In Martinsville the COT catches on fire. Thats 4 races where he had a potential Top 5 finish.
If these were situations where Harvick was the one who caused the problem, I would agree.
However, all of these circumstances occurred when he was simply trying to race.
Ricky Rudd said it best,
Bobby Hamilton said it well also, “Harvick’s not even a scab on Dale Earnhardt’s ***.”
neither is Ricky Rudd and Bobby Hamilton with all due respect (R.I.P.)!
Matt and Colin, you boys are smoking the good stuff with Shane Hmiel. A true professional? Does the definition of a true professional include whining to the media, acting like a spoiled brat, wrecking others to advance one’s cause, and generally letting one’s emotions always get the better of them? I think not. If Harvick raced back in the 70’s the Alabama Gang would’ve made sure he lost a few teeth. If NA$CAR wasn’t so concerned about their wholesome image to sponsors (GREED) he would’ve gotten his ass whooped a long time ago. No more fighting to settle things after the race, so we’re left with the punt and run crybabies like Harvick, Wonderboy, and the rest. If you want the true definition of a professional, look no further than Jeff Burton. Harvick can wheel a car, but he’s a punk.

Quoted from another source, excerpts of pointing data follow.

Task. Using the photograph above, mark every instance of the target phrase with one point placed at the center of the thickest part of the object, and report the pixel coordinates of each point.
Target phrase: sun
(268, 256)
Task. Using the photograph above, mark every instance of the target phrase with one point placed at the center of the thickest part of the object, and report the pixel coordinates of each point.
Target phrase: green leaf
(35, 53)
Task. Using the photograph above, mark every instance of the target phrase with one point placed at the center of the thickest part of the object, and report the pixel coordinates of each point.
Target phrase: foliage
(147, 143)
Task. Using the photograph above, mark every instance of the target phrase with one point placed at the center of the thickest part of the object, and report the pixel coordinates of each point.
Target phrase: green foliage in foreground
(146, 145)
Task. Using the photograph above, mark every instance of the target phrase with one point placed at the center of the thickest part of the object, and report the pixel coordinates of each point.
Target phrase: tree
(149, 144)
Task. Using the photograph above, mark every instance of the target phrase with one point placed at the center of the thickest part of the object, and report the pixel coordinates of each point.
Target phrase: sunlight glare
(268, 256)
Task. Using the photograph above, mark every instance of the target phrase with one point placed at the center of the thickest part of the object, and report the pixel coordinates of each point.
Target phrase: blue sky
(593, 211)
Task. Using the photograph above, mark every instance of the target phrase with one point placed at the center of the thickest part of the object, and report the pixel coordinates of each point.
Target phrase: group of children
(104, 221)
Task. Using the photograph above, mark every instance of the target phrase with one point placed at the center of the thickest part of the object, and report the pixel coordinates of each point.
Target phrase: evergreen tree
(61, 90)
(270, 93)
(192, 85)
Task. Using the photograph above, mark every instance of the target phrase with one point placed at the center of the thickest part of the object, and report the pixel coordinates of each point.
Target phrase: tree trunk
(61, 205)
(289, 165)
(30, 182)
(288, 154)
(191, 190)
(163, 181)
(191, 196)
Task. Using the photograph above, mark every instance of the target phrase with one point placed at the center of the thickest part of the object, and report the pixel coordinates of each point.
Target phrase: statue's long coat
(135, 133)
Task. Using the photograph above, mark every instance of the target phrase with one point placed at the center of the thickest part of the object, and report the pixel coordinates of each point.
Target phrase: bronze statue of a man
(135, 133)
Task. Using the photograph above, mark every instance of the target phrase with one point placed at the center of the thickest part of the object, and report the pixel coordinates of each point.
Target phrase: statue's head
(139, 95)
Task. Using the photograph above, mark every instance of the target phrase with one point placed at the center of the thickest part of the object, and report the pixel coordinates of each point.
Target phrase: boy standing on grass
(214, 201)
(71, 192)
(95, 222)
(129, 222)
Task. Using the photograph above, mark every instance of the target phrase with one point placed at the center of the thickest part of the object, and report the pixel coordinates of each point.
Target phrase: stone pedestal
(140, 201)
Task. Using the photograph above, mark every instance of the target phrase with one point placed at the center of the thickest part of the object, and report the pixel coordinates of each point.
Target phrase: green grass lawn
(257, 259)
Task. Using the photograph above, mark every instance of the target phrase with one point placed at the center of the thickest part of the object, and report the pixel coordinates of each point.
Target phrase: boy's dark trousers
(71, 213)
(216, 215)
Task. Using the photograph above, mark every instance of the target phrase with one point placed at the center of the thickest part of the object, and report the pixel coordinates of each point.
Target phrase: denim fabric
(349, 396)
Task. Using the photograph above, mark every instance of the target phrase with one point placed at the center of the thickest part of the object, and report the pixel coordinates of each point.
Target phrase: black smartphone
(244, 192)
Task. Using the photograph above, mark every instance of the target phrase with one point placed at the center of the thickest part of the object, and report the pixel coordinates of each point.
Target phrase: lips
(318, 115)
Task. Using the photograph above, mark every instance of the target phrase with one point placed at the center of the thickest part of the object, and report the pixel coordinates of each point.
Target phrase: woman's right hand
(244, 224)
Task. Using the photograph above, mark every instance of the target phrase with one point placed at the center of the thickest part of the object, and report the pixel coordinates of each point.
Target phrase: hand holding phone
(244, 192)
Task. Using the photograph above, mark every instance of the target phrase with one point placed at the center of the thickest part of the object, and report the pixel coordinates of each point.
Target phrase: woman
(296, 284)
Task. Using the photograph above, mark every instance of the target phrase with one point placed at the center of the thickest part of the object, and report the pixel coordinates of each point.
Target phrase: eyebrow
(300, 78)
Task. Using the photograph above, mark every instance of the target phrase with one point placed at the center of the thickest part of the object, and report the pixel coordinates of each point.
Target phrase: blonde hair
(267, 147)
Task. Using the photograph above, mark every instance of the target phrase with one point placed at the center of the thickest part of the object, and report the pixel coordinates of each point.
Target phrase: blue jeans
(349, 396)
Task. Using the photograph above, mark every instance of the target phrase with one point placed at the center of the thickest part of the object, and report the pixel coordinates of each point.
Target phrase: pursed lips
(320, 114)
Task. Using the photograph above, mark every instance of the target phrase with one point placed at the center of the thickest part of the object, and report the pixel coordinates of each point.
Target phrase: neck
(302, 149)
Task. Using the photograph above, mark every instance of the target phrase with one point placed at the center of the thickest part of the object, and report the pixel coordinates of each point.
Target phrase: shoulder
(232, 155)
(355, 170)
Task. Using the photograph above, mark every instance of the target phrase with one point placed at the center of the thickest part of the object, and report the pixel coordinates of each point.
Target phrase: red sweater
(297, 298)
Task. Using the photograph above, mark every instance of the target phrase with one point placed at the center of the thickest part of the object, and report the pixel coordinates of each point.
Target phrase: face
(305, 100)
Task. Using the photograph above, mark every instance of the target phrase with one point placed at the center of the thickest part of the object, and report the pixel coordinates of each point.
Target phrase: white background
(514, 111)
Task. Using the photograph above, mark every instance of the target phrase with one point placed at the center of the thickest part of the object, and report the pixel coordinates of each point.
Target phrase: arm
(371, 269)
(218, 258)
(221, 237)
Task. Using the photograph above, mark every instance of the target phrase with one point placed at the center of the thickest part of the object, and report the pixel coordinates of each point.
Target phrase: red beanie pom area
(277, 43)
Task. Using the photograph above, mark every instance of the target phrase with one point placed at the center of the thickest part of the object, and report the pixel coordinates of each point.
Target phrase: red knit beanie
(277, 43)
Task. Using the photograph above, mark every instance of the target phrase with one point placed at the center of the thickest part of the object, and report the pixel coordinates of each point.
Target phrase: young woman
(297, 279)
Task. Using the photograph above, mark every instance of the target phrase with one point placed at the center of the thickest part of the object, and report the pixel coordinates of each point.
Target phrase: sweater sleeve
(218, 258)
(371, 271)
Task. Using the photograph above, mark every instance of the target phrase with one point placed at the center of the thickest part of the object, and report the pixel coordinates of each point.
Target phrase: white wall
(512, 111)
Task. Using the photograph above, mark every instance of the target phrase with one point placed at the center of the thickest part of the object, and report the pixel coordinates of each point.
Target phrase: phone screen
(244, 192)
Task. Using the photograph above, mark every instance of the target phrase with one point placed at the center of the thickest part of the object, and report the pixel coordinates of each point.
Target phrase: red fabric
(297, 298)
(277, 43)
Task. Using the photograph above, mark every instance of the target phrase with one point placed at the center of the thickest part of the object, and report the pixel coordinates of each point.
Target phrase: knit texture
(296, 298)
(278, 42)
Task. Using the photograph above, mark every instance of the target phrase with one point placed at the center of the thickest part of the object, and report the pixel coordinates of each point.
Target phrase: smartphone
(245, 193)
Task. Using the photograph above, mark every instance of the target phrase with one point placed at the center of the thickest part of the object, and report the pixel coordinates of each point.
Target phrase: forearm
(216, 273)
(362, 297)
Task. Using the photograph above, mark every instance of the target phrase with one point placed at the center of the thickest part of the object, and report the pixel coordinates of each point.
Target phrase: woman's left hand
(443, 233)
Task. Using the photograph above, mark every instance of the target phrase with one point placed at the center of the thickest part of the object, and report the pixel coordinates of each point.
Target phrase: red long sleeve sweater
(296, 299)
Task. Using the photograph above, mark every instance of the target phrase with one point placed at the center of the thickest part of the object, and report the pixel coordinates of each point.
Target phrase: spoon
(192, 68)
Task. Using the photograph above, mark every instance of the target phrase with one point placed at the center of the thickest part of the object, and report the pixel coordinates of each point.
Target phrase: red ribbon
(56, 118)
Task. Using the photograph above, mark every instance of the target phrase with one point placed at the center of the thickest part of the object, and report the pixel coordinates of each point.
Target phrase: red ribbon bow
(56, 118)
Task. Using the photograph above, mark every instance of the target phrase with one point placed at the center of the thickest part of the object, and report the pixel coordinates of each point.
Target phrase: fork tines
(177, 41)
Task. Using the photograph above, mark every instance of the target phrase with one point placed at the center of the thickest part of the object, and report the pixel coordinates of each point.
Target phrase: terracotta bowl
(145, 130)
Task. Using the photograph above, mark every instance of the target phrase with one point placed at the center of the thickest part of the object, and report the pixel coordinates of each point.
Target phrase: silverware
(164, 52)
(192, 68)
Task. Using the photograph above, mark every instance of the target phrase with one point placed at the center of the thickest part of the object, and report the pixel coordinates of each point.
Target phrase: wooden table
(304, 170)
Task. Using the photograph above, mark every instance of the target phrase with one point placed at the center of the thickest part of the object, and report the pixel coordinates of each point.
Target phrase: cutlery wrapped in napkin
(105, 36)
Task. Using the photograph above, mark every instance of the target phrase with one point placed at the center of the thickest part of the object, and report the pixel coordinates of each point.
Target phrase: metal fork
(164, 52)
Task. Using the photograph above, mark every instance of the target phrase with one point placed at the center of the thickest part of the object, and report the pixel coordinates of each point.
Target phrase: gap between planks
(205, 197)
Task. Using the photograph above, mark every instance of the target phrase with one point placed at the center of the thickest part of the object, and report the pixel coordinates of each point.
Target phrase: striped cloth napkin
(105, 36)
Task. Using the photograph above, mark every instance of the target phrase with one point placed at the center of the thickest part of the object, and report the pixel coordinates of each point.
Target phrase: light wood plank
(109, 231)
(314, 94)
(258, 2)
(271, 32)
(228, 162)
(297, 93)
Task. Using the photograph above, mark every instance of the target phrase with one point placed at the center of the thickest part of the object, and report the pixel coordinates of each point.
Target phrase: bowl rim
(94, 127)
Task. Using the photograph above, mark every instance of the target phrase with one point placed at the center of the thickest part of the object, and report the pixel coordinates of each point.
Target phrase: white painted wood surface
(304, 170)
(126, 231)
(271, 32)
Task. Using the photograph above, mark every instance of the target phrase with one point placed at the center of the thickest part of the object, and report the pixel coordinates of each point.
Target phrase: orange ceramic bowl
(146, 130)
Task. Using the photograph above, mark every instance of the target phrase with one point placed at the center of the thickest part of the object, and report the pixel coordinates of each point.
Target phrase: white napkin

Kevin is a chicken not a fighter! He won’t mess with anyone without “back-up” or that person being the sissy that he is. It is all “grandstanding”. Just watch and see if he EVER confronts face to face a Tony Stewart or Robby Gordon, or anyone of their mind set. He will get a whipin’ he will never forget!
Can #29 a west-coast speed racer/business genius/devoted husband get some credit for producing a great track record(pun intended)in N.A.S.C.A.R. It seems to me someone of his athletic pedigree coupled with his savvy as a C.E.O. ain’t enough, Oh didn’t he win two of the highest grossing races this season so far? Not bad for 3rd rate,whinny,wimpy,YANKEE!